Не готовый к такому приему, Хидео повернулся к стенному шкафу и начал медленно раздеваться, лихорадочно обдумывая, как быть дальше. Промолчать он не мог: сегодня нужно было завести речь о разводе, Фумико взяла с него слово. Судя по постелям, жена оставляла ему шанс на примирение. Достаточно извиниться, и она, возможно, все простит. Соблазн ухватиться за эту соломинку был силен, ему не хотелось причинять Мисако лишнюю боль. Может, все еще уладится, говорил он себе, развязывая галстук, надо только взять правильный тон. Сняв пиджак, он шагнул к жене, но в этот момент что-то выпало у него из кармана и покатилось по полу. Она обернулась на звук… Хидео узнал губную помаду Фумико, но Мисако оказалась проворнее его. Лицо ее налилось краской. Фумико, вот стерва, черт бы ее побрал! — подумал он.
— Ты что-то уронил, — заметила Мисако язвительно.
— Что? — Он попытался сделать вид, что не слышал.
— Это губная помада, — продолжала она. — Выпала из кармана, когда ты снимал пиджак.
Хидео сердито фыркнул и отвернулся к шкафу.
— Что еще за шутки! Я не пользуюсь помадой, она твоя. Валялась на полу, а я задел ногой.
— Нет, не может быть, она не моя, — ответила жена, кидая помаду ему.
Он отбросил блестящий цилиндрик ногой и отвернулся, снимая рубашку.
— Это ее, твоей любовницы? — спросила Мисако.
— Да ты совсем спятила, — деланно рассмеялся Хидео.
— Еще не настолько, чтобы не отличить свою помаду от чужой, — парировала она. — Я такую дешевку не покупаю. Она выпала из твоего кармана.
— Первый раз ее вижу, — пожал он плечами, стараясь говорить ровно.
Мисако постепенно теряла выдержку. Обида жгла огнем, руки начали дрожать. Стена искусственного спокойствия, воздвигнутая с таким трудом, пошла трещинами, а спасительной бамбуковой рощи поблизости не было. Яростные языки пламени вырвались наружу, накопленный гнев наконец взорвался.

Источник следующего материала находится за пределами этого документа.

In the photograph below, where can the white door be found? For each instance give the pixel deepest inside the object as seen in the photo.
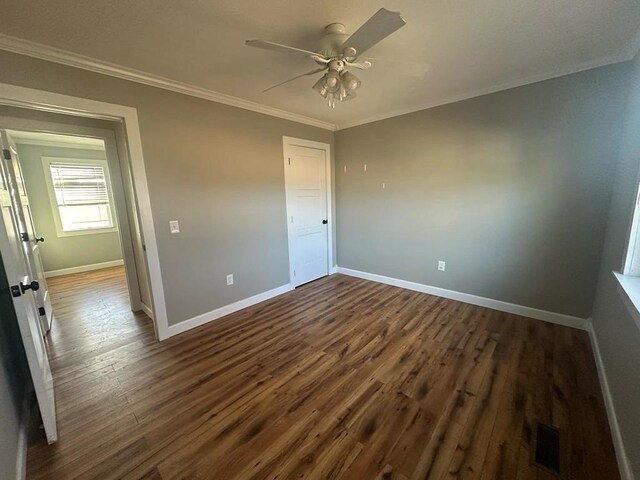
(30, 240)
(306, 187)
(22, 286)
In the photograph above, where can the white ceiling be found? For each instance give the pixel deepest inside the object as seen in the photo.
(449, 49)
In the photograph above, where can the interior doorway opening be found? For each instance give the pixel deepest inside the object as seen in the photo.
(70, 212)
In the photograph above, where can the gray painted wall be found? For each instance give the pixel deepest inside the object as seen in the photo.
(217, 169)
(511, 189)
(617, 335)
(62, 252)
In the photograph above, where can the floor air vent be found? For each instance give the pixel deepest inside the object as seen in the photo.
(547, 448)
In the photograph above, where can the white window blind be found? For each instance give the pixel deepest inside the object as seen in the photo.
(82, 196)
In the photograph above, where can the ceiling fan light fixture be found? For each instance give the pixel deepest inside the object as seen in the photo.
(350, 81)
(320, 87)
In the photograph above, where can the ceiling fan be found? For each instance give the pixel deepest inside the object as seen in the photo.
(338, 52)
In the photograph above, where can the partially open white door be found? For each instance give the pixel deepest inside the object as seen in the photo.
(307, 210)
(30, 240)
(23, 287)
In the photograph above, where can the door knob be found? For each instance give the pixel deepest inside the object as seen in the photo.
(30, 286)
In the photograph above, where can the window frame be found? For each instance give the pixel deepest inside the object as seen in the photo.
(53, 201)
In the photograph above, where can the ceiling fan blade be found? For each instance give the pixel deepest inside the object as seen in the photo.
(381, 25)
(281, 48)
(317, 70)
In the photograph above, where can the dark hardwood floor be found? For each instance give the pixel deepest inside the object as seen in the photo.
(341, 378)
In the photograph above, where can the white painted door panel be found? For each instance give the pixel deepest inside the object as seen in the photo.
(24, 301)
(31, 245)
(306, 183)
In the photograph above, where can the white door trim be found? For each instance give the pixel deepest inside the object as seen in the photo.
(57, 103)
(288, 142)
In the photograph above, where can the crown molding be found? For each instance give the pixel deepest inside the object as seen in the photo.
(64, 57)
(628, 54)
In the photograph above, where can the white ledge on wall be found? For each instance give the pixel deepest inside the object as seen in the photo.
(544, 315)
(629, 291)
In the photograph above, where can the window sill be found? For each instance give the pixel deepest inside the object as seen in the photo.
(629, 291)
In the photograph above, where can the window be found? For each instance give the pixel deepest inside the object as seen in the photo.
(80, 195)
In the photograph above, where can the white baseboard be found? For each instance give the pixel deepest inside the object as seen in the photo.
(226, 310)
(621, 455)
(146, 310)
(83, 268)
(558, 318)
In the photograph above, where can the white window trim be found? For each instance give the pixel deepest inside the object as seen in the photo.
(629, 279)
(53, 202)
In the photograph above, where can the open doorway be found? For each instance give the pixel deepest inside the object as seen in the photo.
(71, 201)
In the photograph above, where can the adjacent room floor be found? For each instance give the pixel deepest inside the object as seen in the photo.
(341, 378)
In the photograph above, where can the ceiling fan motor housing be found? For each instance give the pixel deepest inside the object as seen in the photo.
(332, 40)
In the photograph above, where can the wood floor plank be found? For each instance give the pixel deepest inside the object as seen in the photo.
(341, 379)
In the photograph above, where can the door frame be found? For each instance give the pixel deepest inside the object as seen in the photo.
(117, 187)
(287, 143)
(40, 100)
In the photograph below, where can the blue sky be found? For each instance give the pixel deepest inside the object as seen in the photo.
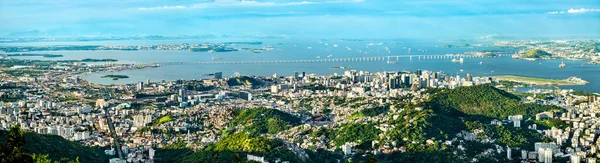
(302, 18)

— Ты врешь! — взвизгнула она. — Лжец! Мерзавец! Трус! Не смеешь даже заговорить со мной о разводе, мамочку посылаешь!
Хидео продолжал аккуратно складывать брюки. Об извинениях нечего и думать. Как ни утомительны женские крики, зато теперь сразу станет легче: жена потеряла контроль над собой. Отвечать на обвинения он не собирался, продолжая ее игнорировать. Равнодушие распалило Мисако еще больше. Понимая, что тем самым играет мужу на руку, она тем не менее уже не могла остановиться.
— Скажешь, я не права? Правда ведь, признайся!
Не получив ответа, Мисако швырнула гребень через всю комнату, угодив мужу в плечо. Эта выходка удивила ее саму больше, чем его, она понимала, что это ошибка, но тут же еще усугубила ситуацию, подбежав и яростно глянув Хидео в лицо, будто собиралась ударить.
— Ну, что молчишь? — крикнула она. — Может, позовем мать, ее спросим?
— Садись и перестань психовать, — последовал спокойный ответ. — Возьми себя в руки.
Мисако без сил опустилась на колени. Все их споры кончались одинаково: что бы муж ни натворил, виноватой в конечном счете оказывалась всегда она.
— Да, я хочу развода, — продолжал он. — Но мать тут ни при чем, я не хотел, чтобы она первая с тобой говорила, это вышло случайно. Мы все взрослые люди, тебе никто зла не желает, и нечего себя так вести. Нам нужно все обсудить и решить, что делать дальше.
Мисако перевела дух, пытаясь успокоиться.
— Это правда, что твоя любовница беременна? — спросила она уже нормальным голосом.
— Да, — кивнул он.
— И ты хочешь развестись, чтобы на ней жениться? Так?
— Совершенно верно, и я уверен, что ты меня поймешь.
Слова его прозвучали так небрежно, будто он объяснял, почему опоздал к обеду.